Se aos prefeitos falta a coragem de fazer o necessário lockdown e restringir a circulação de pessoas dentro dos limites de seus municípios, restringindo também a disseminação do vírus, resta ao menos seguir os decretos estaduais. É a velha máxima de “se não pode ajudar, não atrapalhe”.

Em João Pessoa, o prefeito Cícero Lucena (PP) copiou a figurinha do governador João Azevêdo (Cidadania) e fez o básico. Assim como no estado, o município segue a política de abrir mais leitos para mais doentes, traduzida como “enxugar gelo”, como disse o próprio secretário municipal de Saúde, Fábio Rocha.

Mesmo com o desafio de gerir as cidades e proteger as pessoas do avanço do vírus, causou espanto a forma como os prefeitos de Campina Grande, Bayeux e Cabedelo decidiram editar seus próprios decretos com o afrouxamento das medidas restritivas nos municípios. Bruno Cunha Lima (PSD), Luciene Gomes (PDT) e Vitor Hugo (DEM), respectivamente, consideraram que igrejas são serviços essenciais e decidiram permitir a realização de cultos e missas.

Da mesma forma agiram os vereadores da Câmara Municipal de João Pessoa, quase em sua totalidade, quando aprovaram projeto de lei que reconhece os cultos e missas como atividades essenciais na capital, mesmo em tempos de emergência ou calamidade pública.

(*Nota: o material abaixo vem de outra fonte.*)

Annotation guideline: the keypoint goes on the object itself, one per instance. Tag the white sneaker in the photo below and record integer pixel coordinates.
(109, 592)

Uma desumanidade em meio à pandemia. Um desrespeito aos milhares de mortos. Mesmo com a possibilidade de se realizar os cultos por meio de transmissões ao vivo; mesmo com a recomendação dos principais líderes das igrejas católica e evangélicas. Nada adiantou para que estes políticos entendessem que a vida é mais importante do que a fé de alguns.

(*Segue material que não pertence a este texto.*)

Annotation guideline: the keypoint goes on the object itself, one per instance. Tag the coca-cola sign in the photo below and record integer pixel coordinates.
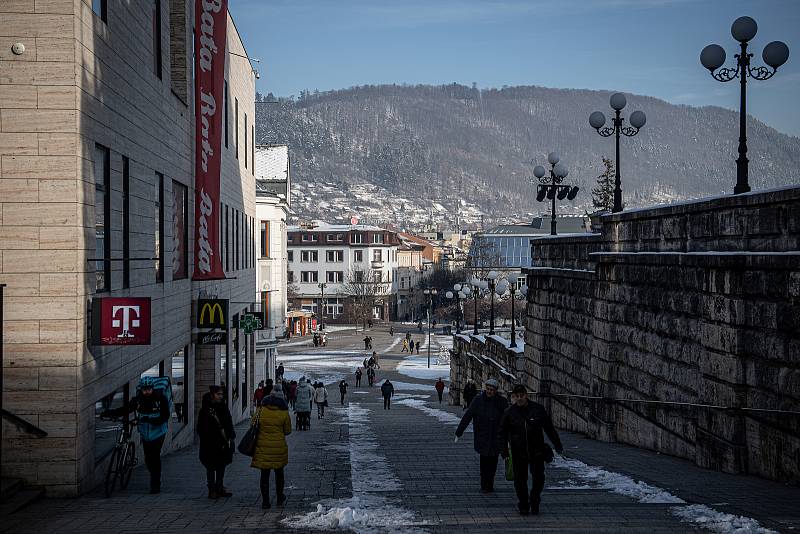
(121, 321)
(211, 22)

Até tentaram remendar com a desculpa de que o motivo eram os serviços prestados pelas igrejas junto às comunidades, mas o governo logo desmentiu e provou que nenhum destes serviços fora interrompido por qualquer decreto, apenas as missas e cultos estavam suspensos, por um bem maior.

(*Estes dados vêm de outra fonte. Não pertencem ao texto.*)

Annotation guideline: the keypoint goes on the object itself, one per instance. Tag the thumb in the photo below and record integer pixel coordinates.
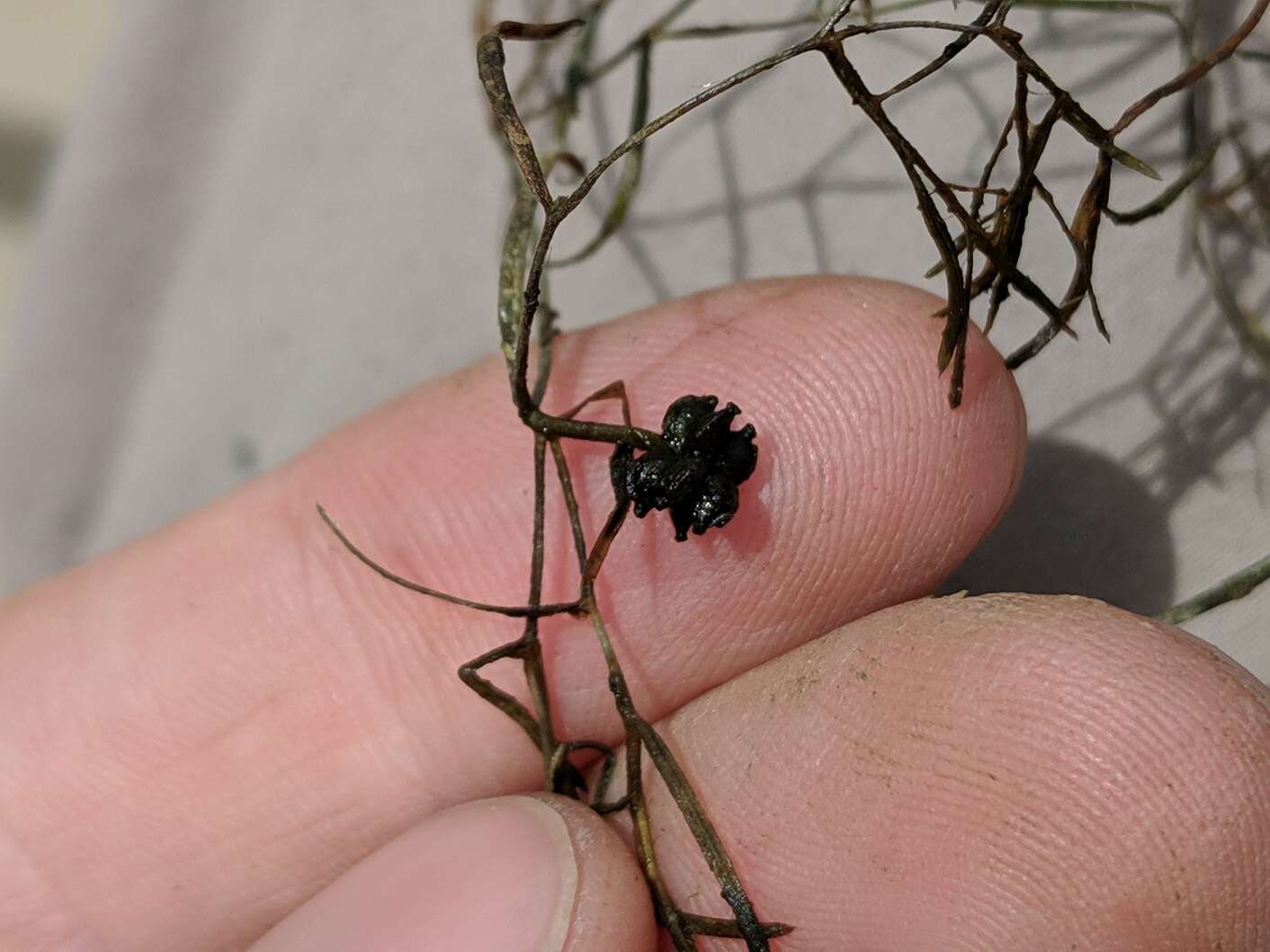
(508, 875)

Pior ainda fez a prefeita do Conde, Karla Pimentel (PROS). Achou que aglomerar em igrejas era pouco, permitiu que bares e restaurantes fossem abertos no fim de semana, confrontando o decreto estadual que determina o fechamento. A prefeita foi tão bacana para os donos de restaurantes e também para o coronavírus que avisou do funcionamento no fim de semana com a devida antecedência, assim as pessoas desapegadas da responsabilidade coletiva poderiam aproveitar o dia de lazer em Jacumã tranquilamente, com copo na mão e pé na areia.

Para frear tantos absurdos e proteger a população, o Governo da Paraíba precisou recorrer à Justiça. É um disparate que se precise chegar às vias judiciais tão somente pela falta de bom senso.

Mas o que falta a estes gestores e parlamentares que pensam mais em si e em agradar aos seus, mesmo que as decisões exponham as vidas das pessoas, não é só bom senso. São desqualificados em diversos aspectos. Desconectados da realidade e do bem comum. Destoantes da própria noção de que devem servir para o bem de todos. Pelas ações demonstradas, não sabem nem o que fazem, tampouco a que vieram. Estão restritos à política do agrado e da miudeza. Pouco importa se as pessoas podem morrer, se as mortes são evitáveis. São legítimos em seus cargos eletivos, porém absurdamente inconsequentes.